Economía / Profesores / Planta / Bernal Raquel / Publicaciones
Bernal Raquel - Publicaciones
Parental Leave Policies, Welfare and the Distribution of Income with Anna Fruttero. Journal of Population Economics 21:779-825, 2008.31/10/2008
This paper uses a general equilibrium model of marriage and divorce to assess how public policies on maternity and paternity leave and leave benefits affect intra-household decision making, family structure, intergenerational mobility and the distribution of income. We calibrated our model to replicate some characteristics relevant to the interaction between the marriage and labor market. We start with a benchmark economy in which women take time off with their children. We then analyze how this economy is affected by three different parental leave policies: availability of paternity leave, paid maternity leave benefits and paid paternity and maternity leave benefits.
The Effect of Maternal Employment and Child Care on Children s Cognitive Development. International Economic Review, Vol. 49, No. 4, pp. 1173-1209, 2008.
31/10/2008
This paper develops and estimates a dynamic model of employment and child care decisions of women after childbirth in order to evaluate the effects of maternal employment and daycare choices on children's cognitive ability. We use data from the NLSY to estimate the model. Results indicate that the effects of maternal employment and child care on children's ability are negative and rather sizable. In fact, having a full-time working mother who uses child care during one of the first five years after childbirth is associated with a 1.8 percent reduction in the child's test scores. Based on the estimates of the model, we assess the impact of policies related to parental leave, child care and other incentives to stay at home after childbirth on women's decisions and children's outcomes.

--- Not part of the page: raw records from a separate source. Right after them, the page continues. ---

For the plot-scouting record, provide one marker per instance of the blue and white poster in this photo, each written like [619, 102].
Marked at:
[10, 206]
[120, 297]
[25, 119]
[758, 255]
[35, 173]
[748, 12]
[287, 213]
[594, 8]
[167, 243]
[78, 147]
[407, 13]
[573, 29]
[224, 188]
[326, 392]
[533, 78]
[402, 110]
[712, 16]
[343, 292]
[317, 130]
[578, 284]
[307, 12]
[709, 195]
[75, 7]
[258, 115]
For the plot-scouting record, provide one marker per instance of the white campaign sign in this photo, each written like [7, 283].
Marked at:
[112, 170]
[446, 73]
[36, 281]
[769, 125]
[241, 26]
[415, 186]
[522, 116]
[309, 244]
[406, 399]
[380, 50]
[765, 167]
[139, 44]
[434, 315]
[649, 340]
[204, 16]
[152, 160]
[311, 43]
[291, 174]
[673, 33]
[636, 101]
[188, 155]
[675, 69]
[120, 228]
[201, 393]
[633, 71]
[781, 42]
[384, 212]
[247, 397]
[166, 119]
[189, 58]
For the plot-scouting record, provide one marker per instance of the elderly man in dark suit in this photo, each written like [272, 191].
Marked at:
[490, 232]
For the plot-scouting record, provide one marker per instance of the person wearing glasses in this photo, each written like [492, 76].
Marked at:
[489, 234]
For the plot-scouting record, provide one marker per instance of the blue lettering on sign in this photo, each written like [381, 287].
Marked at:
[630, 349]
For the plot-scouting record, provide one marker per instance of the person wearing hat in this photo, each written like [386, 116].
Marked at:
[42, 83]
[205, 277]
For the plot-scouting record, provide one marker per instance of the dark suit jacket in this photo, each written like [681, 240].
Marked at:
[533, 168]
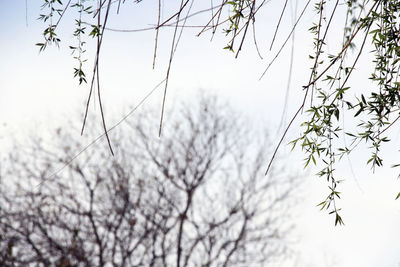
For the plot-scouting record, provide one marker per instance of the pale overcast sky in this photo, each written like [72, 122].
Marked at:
[37, 91]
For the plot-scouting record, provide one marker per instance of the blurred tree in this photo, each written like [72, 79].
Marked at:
[197, 197]
[328, 95]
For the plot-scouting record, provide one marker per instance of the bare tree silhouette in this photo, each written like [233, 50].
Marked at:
[196, 197]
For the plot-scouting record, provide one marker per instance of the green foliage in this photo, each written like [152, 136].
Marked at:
[329, 97]
[374, 111]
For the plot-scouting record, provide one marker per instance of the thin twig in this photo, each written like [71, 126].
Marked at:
[277, 26]
[102, 135]
[169, 67]
[287, 39]
[157, 30]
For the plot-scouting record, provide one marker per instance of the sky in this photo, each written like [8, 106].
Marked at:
[38, 93]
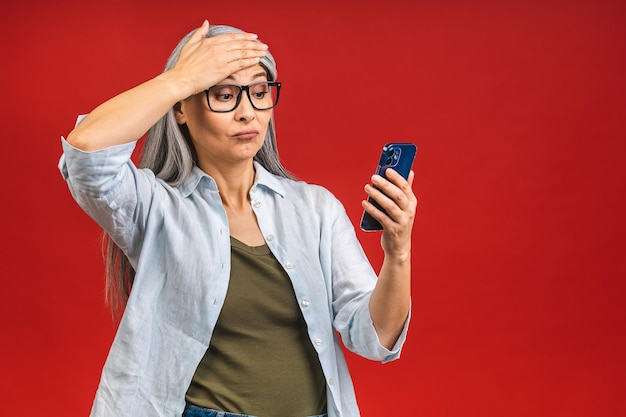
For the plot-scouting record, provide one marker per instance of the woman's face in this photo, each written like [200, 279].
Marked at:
[226, 138]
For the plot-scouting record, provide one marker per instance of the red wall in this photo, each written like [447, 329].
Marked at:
[518, 110]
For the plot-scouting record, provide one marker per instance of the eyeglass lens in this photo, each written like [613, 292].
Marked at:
[225, 97]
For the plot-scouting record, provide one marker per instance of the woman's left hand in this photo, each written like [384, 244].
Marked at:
[395, 195]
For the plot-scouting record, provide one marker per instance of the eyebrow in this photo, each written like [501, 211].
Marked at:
[260, 74]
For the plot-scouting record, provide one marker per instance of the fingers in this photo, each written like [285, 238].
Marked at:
[204, 62]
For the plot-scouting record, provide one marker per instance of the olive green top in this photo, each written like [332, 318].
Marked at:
[260, 360]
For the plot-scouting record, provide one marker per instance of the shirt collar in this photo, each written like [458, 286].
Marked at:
[263, 178]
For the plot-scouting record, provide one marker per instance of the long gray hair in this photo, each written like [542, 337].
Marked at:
[169, 153]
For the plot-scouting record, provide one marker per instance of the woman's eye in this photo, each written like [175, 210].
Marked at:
[223, 96]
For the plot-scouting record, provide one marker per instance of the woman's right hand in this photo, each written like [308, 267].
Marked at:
[204, 62]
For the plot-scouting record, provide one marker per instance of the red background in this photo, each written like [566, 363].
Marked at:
[518, 110]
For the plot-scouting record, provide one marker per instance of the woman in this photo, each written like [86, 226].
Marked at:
[240, 275]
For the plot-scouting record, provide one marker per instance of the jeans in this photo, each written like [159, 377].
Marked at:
[194, 411]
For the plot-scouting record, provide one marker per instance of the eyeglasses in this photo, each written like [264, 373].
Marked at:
[224, 98]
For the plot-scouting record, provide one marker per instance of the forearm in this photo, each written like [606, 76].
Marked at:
[391, 299]
[129, 115]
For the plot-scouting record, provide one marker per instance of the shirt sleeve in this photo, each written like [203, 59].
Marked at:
[111, 190]
[353, 283]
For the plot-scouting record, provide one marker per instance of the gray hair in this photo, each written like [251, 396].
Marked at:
[169, 153]
[168, 150]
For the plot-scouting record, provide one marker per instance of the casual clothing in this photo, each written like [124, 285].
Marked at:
[193, 411]
[177, 240]
[261, 360]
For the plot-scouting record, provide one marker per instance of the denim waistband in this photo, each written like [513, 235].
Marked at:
[195, 411]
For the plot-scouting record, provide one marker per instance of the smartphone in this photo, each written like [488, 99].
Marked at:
[399, 157]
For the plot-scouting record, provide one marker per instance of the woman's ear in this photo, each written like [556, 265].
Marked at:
[181, 118]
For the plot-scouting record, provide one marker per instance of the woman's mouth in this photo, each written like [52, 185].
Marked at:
[247, 134]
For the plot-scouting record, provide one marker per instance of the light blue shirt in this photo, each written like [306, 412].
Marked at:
[177, 240]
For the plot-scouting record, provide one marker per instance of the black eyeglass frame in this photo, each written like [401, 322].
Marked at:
[245, 88]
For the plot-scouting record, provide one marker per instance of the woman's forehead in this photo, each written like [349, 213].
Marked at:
[246, 75]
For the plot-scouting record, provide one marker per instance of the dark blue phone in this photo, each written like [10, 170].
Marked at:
[399, 157]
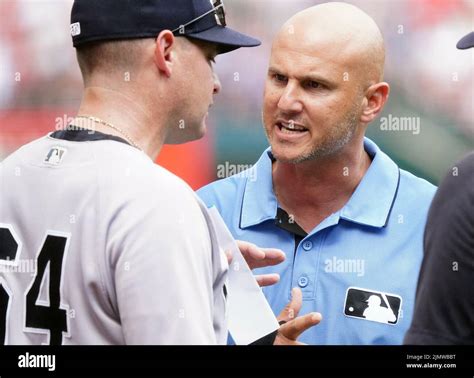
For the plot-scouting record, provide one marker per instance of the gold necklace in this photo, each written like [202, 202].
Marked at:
[102, 122]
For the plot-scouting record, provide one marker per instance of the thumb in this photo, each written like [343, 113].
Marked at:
[296, 327]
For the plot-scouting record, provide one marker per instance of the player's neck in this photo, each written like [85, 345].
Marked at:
[122, 110]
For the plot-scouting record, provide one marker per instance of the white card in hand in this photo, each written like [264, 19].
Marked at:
[248, 312]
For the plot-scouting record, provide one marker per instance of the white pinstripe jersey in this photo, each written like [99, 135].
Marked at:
[98, 245]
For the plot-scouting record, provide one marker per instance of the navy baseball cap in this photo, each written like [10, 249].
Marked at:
[466, 42]
[102, 20]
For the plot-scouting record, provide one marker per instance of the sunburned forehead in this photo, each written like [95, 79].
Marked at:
[335, 33]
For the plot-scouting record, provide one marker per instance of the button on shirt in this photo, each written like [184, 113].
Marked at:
[358, 267]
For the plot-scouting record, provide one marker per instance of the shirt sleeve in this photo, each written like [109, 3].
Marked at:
[444, 309]
[161, 262]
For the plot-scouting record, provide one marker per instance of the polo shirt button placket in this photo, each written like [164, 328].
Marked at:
[307, 245]
[303, 281]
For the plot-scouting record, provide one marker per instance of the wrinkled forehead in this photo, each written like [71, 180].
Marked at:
[333, 53]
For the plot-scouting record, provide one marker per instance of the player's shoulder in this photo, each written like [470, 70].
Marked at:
[131, 173]
[23, 153]
[224, 191]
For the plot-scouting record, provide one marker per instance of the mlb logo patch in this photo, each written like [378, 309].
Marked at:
[372, 305]
[55, 156]
[75, 29]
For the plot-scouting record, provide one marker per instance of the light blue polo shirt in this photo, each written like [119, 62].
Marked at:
[358, 267]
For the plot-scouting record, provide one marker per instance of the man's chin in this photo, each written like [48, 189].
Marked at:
[289, 155]
[186, 136]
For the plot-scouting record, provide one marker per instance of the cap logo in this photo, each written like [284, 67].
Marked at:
[75, 29]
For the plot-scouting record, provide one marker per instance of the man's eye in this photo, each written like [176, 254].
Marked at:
[313, 85]
[279, 77]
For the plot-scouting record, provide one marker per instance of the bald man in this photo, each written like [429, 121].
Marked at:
[349, 220]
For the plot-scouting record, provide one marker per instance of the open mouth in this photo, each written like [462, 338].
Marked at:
[291, 128]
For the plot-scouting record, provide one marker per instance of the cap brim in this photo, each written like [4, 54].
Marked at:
[466, 42]
[226, 38]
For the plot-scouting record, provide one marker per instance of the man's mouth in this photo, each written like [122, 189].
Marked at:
[290, 127]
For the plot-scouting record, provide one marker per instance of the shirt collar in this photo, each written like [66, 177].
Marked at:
[370, 204]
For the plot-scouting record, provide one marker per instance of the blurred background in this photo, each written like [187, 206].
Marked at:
[430, 79]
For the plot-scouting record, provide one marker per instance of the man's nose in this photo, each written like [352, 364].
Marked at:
[289, 100]
[217, 83]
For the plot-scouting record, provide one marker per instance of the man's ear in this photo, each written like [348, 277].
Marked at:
[375, 98]
[165, 43]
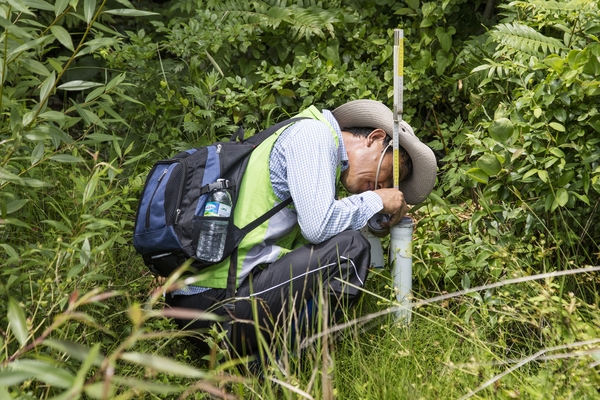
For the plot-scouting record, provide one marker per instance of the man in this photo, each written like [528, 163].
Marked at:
[314, 245]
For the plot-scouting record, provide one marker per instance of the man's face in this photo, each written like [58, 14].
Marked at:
[363, 161]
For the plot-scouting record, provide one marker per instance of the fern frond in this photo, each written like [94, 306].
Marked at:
[518, 38]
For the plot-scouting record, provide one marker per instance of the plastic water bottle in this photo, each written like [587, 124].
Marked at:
[213, 233]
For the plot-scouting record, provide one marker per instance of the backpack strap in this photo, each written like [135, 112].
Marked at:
[233, 259]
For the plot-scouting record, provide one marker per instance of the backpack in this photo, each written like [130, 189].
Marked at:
[171, 205]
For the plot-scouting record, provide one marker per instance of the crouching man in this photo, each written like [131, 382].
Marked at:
[314, 244]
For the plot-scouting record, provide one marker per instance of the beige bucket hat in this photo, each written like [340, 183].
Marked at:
[374, 114]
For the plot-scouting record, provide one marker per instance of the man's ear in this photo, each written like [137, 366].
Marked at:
[375, 136]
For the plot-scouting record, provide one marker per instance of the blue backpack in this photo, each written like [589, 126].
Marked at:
[172, 203]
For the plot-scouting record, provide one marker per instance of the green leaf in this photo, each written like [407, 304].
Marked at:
[39, 5]
[501, 129]
[581, 197]
[126, 12]
[37, 153]
[562, 197]
[557, 152]
[35, 66]
[8, 176]
[565, 178]
[85, 253]
[15, 205]
[26, 46]
[17, 322]
[73, 349]
[414, 4]
[163, 364]
[147, 386]
[78, 85]
[17, 222]
[66, 158]
[19, 6]
[557, 126]
[31, 182]
[89, 6]
[46, 372]
[12, 253]
[47, 87]
[60, 6]
[11, 377]
[100, 137]
[489, 164]
[444, 38]
[286, 92]
[477, 175]
[63, 36]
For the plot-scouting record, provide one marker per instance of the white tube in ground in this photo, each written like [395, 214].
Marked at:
[401, 259]
[376, 249]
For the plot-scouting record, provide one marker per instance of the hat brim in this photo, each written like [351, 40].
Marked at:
[374, 114]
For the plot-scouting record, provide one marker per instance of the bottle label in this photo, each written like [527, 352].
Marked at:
[216, 209]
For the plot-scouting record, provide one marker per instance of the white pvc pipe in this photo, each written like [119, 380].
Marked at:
[376, 249]
[401, 261]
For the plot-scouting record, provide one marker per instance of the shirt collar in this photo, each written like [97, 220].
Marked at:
[343, 156]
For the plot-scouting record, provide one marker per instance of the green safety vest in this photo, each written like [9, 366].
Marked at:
[256, 197]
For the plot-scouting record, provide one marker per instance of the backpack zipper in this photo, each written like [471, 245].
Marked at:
[183, 163]
[160, 178]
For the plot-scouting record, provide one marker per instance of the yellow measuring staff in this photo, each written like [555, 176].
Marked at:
[398, 88]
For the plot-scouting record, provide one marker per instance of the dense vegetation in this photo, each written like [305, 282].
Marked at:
[94, 91]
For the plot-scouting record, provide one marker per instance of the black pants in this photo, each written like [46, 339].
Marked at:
[288, 290]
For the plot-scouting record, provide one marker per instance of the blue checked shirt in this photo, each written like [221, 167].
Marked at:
[303, 165]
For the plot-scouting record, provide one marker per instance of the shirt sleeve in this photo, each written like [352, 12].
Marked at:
[312, 157]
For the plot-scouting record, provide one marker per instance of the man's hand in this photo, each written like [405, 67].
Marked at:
[393, 204]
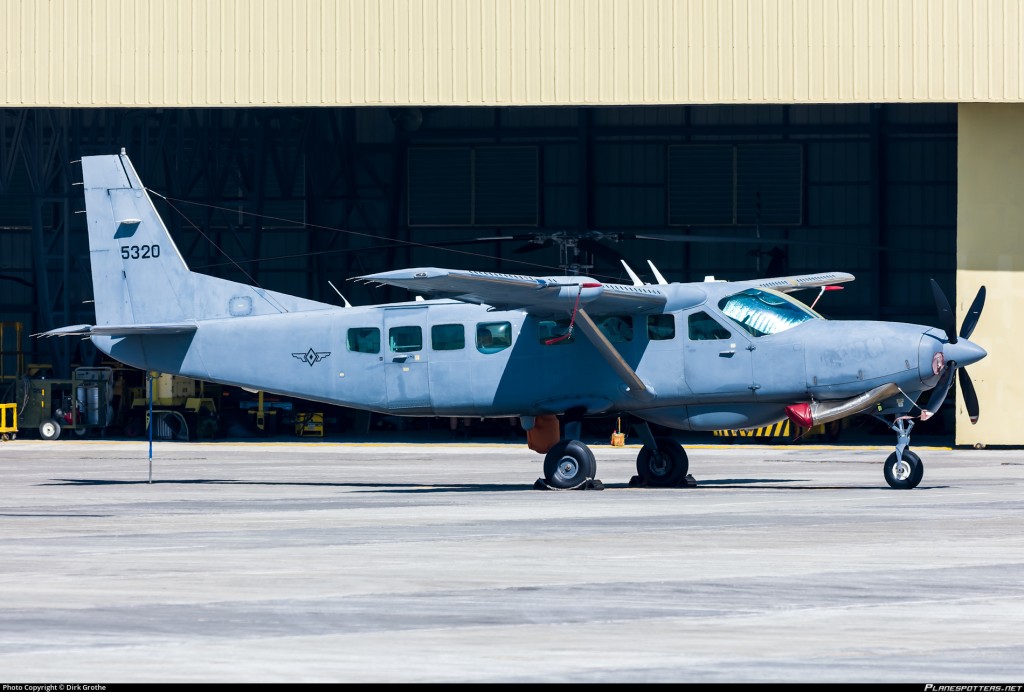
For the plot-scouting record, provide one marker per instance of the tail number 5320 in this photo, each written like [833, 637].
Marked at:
[139, 251]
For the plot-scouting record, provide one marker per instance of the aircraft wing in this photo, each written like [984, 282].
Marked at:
[799, 283]
[536, 295]
[118, 330]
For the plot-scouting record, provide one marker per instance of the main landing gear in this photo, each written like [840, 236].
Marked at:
[569, 464]
[903, 468]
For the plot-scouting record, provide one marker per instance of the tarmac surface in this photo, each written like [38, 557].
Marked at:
[330, 561]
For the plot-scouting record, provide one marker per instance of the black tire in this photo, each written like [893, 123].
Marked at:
[906, 476]
[568, 464]
[49, 429]
[667, 468]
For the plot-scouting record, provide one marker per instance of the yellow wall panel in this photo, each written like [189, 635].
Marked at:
[341, 52]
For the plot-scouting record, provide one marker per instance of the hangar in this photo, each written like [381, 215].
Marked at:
[300, 143]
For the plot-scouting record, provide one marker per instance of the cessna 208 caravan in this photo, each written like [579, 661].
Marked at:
[694, 356]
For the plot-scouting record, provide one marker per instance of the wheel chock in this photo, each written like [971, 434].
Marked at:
[589, 484]
[689, 481]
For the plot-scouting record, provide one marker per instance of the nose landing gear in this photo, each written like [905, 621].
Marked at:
[903, 468]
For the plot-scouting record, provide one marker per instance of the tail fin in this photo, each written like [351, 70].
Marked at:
[138, 275]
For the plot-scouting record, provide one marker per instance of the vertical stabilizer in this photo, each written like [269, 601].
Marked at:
[138, 275]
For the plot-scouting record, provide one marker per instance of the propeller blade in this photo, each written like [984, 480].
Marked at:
[971, 320]
[970, 396]
[940, 391]
[946, 319]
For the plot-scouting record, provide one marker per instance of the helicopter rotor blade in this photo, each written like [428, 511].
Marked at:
[970, 395]
[973, 314]
[946, 319]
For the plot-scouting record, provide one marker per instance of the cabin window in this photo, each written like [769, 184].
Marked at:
[404, 339]
[553, 332]
[365, 340]
[660, 327]
[493, 337]
[762, 312]
[448, 337]
[616, 329]
[701, 327]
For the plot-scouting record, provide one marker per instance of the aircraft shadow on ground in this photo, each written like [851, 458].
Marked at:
[719, 483]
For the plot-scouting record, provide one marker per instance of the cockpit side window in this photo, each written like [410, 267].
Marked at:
[701, 327]
[763, 312]
[493, 337]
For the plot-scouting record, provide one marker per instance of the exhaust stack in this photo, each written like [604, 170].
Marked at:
[817, 413]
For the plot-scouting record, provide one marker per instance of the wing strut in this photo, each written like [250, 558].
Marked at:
[635, 387]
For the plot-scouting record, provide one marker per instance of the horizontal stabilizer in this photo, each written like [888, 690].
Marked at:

Quasi-structural Estimation of a Model of Child Care Choices and Child Cognitive Ability Production” (with Michael Keane). Forthcoming Journal of Econometrics, 2009
31/10/2008
This paper evaluates the effects of maternal vs. alternative care providers time inputs on children s cognitive development using the sample of single mothers in the National Longitudinal Survey of Youth. To deal with the selection problem created by unobserved heterogeneity of mothers and children, we develop a model of mother s employment and child-care decisions. Guided by this model, we obtain approximate decisions rules for employment and child care use, and estimate these jointly with the child s cognitive ability production function, an approach we refer to as quasi-structural. This joint estimation implements a selection correction.
To help identify our selection model, we take advantage of the substantial and plausibly exogenous variation in employment and child-care choices of single mothers generated by the variation in welfare rules across states and over time, especially, the large changes created by the 1996 welfare reform legislation and earlier State waivers. Welfare rules provide natural exclusion restrictions, as it is plausible they enter decision rules for employment and day care use, while not entering the child cognitive ability production function directly.
Our results imply that if a mother works full-time, while placing a child in day care, for one full year, it reduces the child s cognitive ability test score by roughly 2.7 percent on average, which is 0.14 standard deviations of the score distribution. However, we find evidence of substantial observed and unobserved heterogeneity in the day care effect. Negative effects of day care on test scores are larger for better-educated mothers and for children with larger skill endowments.